I started off as a problem child. I picked on other kids, I refused to share, I intentionally colored outside of the lines, I threw my lunch at other kids, I stuck my gum under the desk, I tattled all the time (only most of it was untrue), I shoved crayons up my nose, and I liked to whine. I was probably the kid that makes their teacher drink a couple glasses of wine at the end of the day when he or she gets home. Yet, I had one teacher in first grade who saw in me a gift for language and story-telling and who decided to put my fibbing and off-task writing to good purpose. When sent to the Above and Beyond class rather than the principal's office, a problem child flourished with new, innovative, creative, and collaborative projects that made me feel nurtured and intellectual.
A savvy, seasoned teacher saw that a problem child was more than that, she was bored.
That was probably my best year in elementary school and I remember it still. My parents are still friends with Miss Savvy and she remembers my marked improvement to this day.

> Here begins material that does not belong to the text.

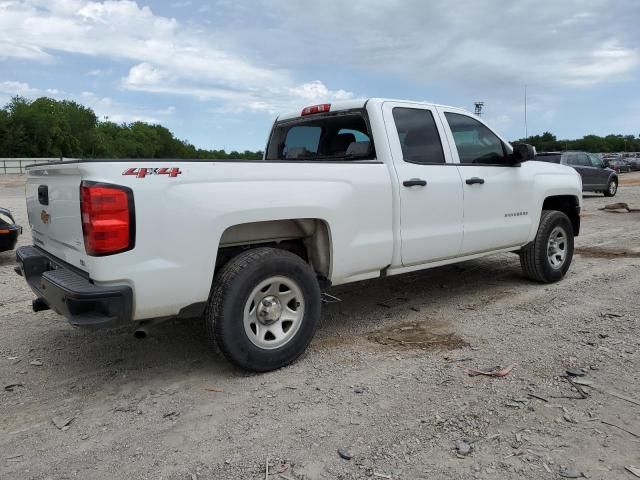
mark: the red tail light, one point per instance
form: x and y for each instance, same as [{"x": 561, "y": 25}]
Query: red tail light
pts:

The next year, my parents decided to send me to private school.
There were no special classes for special cases, only interventions. I was treated like a problem child again, mostly for talking too much, and instead of seeing that I was bored, the teacher only saw my poor grades in math and sent me to the specialist.
All the other kids made fun of me and said that I spoke out all the time because I was dumb.
The specialist didn't care to know that I tested gifted far beyond anyone in my grade in language, all she could focus on was my deficiency in math, one that I have yet to get over.
For the next two years, I was shuffled around and treated like a special case. My parents were advised to hold me back a grade. My mom said that she was outraged. I had once been a gifted student at my old school and if I needed to be held back it was because I wasn't receiving the instruction I needed or deserved.
The next year, my mom became my teacher. I was home-schooled for the next four years. My mom missed her calling to be a teacher to lots of other deserving children, and instead made me her sole pupil and her legacy as a teacher. She was the best teacher I ever had because she encouraged me to keep my head up with math, gave me one-on-one instruction rather than being expected to keep up with 25 other kids. And the best part was that she gave me plenty of time for the things I was passionate about. If I wanted to spend 25 extra minutes reading about the fall of Rome, I could do that and then make up my other projects later. I wasn't on a schedule to keep up with other kids. If it hadn't been for those years, her instruction, one-on-one time with the things that I was passionate about, I might never have been a thinker, a scholar, a writer, a history buff, or an English major.
The question is, are we "failing" kids by not letting them uncover what they are good at? By keeping them locked into a schedule and held to the same page as a bunch of other kids who are all learning differently. I simply don't think our education system is able to treat kids as individual cases and many of them get lost in the system.